Thanks again Blueslicks, maybe you can shed more light on the "1936" again, and or touch on other subjects we've discussed.

Cheers, 

Jack Tone


----------



## Blueslicks

Just thought I'd post this pic for all those who ask "does it really matter" if a cab is ply or MDF. 

Sound quality and preference to tone aside, when you talk durability I think it's obvious what a crappy material MDF truly is. Here's a pic of a 1936 I lifted off ebay just now. Look where the casters have been inserted near the baffle. That's from wheeling it around a bit, having the caster socket screws loosen from spreading MDF and then the tips of the casters ultimately swaying and pressing against the baffle.

Stuffs also a real treat if you ever have to remove the baffle, then reinsert the screws.

I guess there is a chance the guy is using non-Marshall castors and did the damage himself when drilling bigger holes to fit them but still...

For over a decade Marshall pumped out these atrocious excuses for cabs under the guise of it being professional grade, road ready gear. I imagine many, many people purchased those cabs without even questioning the material. Marshall sure never announced a switch from ply nor did they inform anyone of the MDF material in the specs when advertised as far as I know. Either way, what a colossal rip off for the prices Marshall asked for that shit.


----------



## Micky

You sure it is a 1936? Where is the link to the auction?
What year do you think the cab was produced?


----------



## Blueslicks

Micky said:


> You sure it is a 1936? Where is the link to the auction?
> What year do you think the cab was produced?



I would guess it's anywhere from the early 90's through 2010...

Marshall 1936 Custom 2x12 Guitar Speaker Cabinet w Vintage 30s 811501022152 | eBay

And yes it's a Marshall. I've been inside enough 1936's to be sure. Screw placement, pozidriv screws, speaker placement, logo placement, tolex, corners and rivets. Look at the brace inside...the MDF base and thinner wood post along with the screws holding it on are giveaways as well. They used a ply base on the brace up until the JCM900 models. Then with the JCM900 series they cut costs again by making the brace even thinner than it was with the JCM800 series and started using MDF for the base. The JCM800 base was secured with thick dome head screws and by the JCM900's they began using a flathead smaller screw the same of which they use on the caster sockets. The seller also verifies the input jack states 150 watts in his ebay add which signifies it was originally loaded with stock G12T-75's.


----------



## JackTone

It sure looks like a 1936 cab. to me. I agree, pulling the screws (even once) and then reset them in that crap will only give to grief. 

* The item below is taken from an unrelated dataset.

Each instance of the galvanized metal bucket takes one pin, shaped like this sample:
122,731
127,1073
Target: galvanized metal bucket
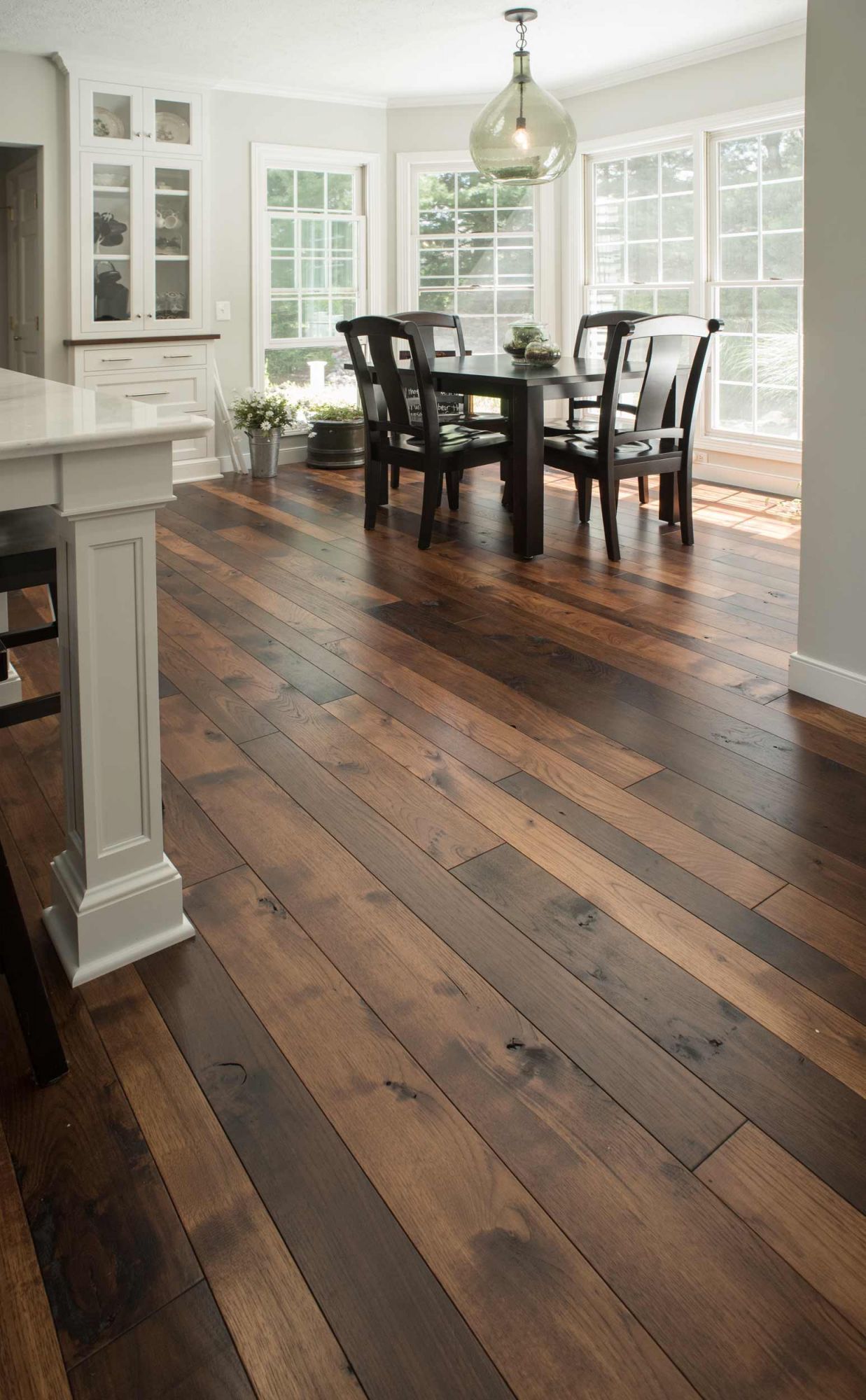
264,451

FYI Blueslicks, the 1936 cab. I have is birch ply. I posted the serial number last night (see previous post this subject). I'm thinking the cab. is either a pre JCM800 or very early production of same.

Also something else I've learned over the years about casters. Bigger is better. Moving gear over odd surfaces is much easier with larger wheels. Just my 2¢.

I'd like to talk with you later about speakers (Blueslicks), but maybe tomorrow my friend.

Cheers,
Jack Tone


----------



## Blueslicks

JackTone said:


> It sure looks like a 1936 cab. to me. I agree, pulling the screws (even once) and then reset them in that crap will only give to grief.



Big grief for sure. And imagine the weight of the speakers on the inserted anchors over time.



JackTone said:


> FYI Blueslicks, the 1936 cab. I have is birch ply. I posted the serial number last night (see previous post this subject). I'm thinking the cab. is either a pre JCM800 or very early production of same.



I saw the serial number and it's still a mystery to me. I'd have to see the inside. What about the jackplate? Is it a dual input? Also, what did the wattage handling state on the plate? These answers can shed clues towards general production era. Thing is...yours is the deeper dimension build with anti-skid plates and large recessed side handles. 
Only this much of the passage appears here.